Adolphe Feder
Aizik Feder, dit Adolphe Feder, est né à Odessa en 1885, dans l’empire russe. Il grandit dans une famille bourgeoise. Il prend part à la révolution « bund » et doit donc quitter la Russie. En 1904, il part pour Berlin, puis pour Genève où il suit des cours à l’Académie des Beaux-Arts. Le peintre arrive à Paris en 1908, et fréquente l’Académie Julian puis l’atelier de Matisse. Il s’intègre rapidement dans la vie parisienne, notamment à Montparnasse où il côtoie Othon Friesz, Modigliani, Jacques Lipchitz. En plus de pratiquer l’art, il collectionne l’art premier et l’art naïf (sa collection sera confisquée pendant la Seconde Guerre mondiale). À partir de 1923, il publie ses dessins dans des revues de gauche et illustre les ouvrages de Joseph Kessel et Arthur Rimbaud. L’artiste est très actif dans la scène artistique russe à Paris, notamment à travers la Société des artistes russes, qui regroupe plusieurs artistes de la Ruche. Comme beaucoup d’autres peintres de l’époque, il voyage dans le sud de la France, ainsi qu’en Bretagne. Feder ira également dans le Pays basque et en Algérie. En 1926, il se rend en Palestine. Pendant l’Occupation, il refuse de quitter Paris. Le peintre est arrêté en 1942, déporté en 1943 et meurt à Auschwitz. Sa femme, qui parvient à s’enfuir, emporte avec elle un album de dessins que Feder réalise lors de leur emprisonnement à Drancy.

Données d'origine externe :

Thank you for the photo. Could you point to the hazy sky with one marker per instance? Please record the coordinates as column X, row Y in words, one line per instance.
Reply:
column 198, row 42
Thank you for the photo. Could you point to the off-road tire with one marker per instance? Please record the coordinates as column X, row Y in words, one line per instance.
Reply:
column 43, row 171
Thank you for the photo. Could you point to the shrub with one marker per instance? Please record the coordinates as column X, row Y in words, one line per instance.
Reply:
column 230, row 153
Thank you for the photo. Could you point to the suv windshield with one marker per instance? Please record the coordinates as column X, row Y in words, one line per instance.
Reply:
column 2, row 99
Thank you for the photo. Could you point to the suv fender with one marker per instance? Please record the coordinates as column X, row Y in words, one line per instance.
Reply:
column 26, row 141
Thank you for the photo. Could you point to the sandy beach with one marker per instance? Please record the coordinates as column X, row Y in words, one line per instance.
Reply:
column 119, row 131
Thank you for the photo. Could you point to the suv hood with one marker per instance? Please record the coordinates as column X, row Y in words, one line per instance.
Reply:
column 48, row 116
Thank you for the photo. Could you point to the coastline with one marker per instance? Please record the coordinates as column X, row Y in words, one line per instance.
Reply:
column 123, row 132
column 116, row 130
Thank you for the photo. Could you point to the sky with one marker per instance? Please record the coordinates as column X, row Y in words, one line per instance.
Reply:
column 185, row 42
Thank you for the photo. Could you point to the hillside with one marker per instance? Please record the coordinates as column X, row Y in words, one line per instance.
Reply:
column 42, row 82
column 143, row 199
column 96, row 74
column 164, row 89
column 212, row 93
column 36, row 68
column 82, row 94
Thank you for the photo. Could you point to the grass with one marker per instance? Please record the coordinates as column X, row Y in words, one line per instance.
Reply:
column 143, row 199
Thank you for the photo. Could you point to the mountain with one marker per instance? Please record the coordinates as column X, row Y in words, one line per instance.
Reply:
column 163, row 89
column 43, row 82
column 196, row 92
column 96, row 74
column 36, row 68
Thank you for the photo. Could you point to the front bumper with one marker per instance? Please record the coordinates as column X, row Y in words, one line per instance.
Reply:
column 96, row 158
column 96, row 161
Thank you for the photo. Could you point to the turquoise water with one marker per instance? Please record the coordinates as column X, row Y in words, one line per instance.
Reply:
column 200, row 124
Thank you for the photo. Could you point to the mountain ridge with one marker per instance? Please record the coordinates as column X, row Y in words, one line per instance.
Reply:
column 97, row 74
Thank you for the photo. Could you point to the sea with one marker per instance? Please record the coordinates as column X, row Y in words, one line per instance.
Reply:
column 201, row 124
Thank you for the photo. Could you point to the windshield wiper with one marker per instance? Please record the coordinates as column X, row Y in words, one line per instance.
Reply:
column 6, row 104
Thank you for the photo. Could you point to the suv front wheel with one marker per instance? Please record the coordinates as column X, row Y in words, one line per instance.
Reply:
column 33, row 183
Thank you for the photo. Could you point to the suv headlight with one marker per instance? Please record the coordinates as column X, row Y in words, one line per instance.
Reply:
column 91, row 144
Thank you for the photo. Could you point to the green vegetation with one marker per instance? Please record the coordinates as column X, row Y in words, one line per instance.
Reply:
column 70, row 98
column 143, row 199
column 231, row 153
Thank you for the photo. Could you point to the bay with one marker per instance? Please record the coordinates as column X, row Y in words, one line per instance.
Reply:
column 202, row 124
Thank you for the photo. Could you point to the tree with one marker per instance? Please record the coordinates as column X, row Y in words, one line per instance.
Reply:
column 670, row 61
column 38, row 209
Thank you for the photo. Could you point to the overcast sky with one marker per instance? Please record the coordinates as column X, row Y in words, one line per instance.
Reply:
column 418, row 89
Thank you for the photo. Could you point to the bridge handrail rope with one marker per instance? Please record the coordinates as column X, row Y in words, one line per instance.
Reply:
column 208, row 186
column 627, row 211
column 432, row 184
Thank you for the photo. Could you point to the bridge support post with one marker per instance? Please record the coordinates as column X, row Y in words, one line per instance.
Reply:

Adolphe Feder est un peintre et illustrateur ukrainien de l’École de Paris. Son style est influencé par le fauvisme et la leçon Cézanienne. Dans les années 1920, il reprend les formes du cubisme. L’artiste exécute majoritairement des paysages, natures mortes, portraits et scènes de la vie rurale ou citadine. Il représente le monde des ouvriers, mais aussi la vie traditionnelle. Sa palette est marquée de couleurs chatoyantes. Il réalise également des aquarelles lors de sa détention à Drancy.
Feder participe à plusieurs salons parisiens : Salon d’Automne (1911-1913, 1919-1923, 1925, 1937), Salon des Indépendants (1913, 1914, 1921,1923), Salon des Tuileries (1926). En 1928, il expose également à la galerie Marcel Bernheim (Paris), Galerie Druet (Paris) et à Moscou (1928). Une partie de ses œuvres sont conservées dans différents musées dans le monde, notamment en France (musée national d’Art Moderne), Israël, Suisse, Russie.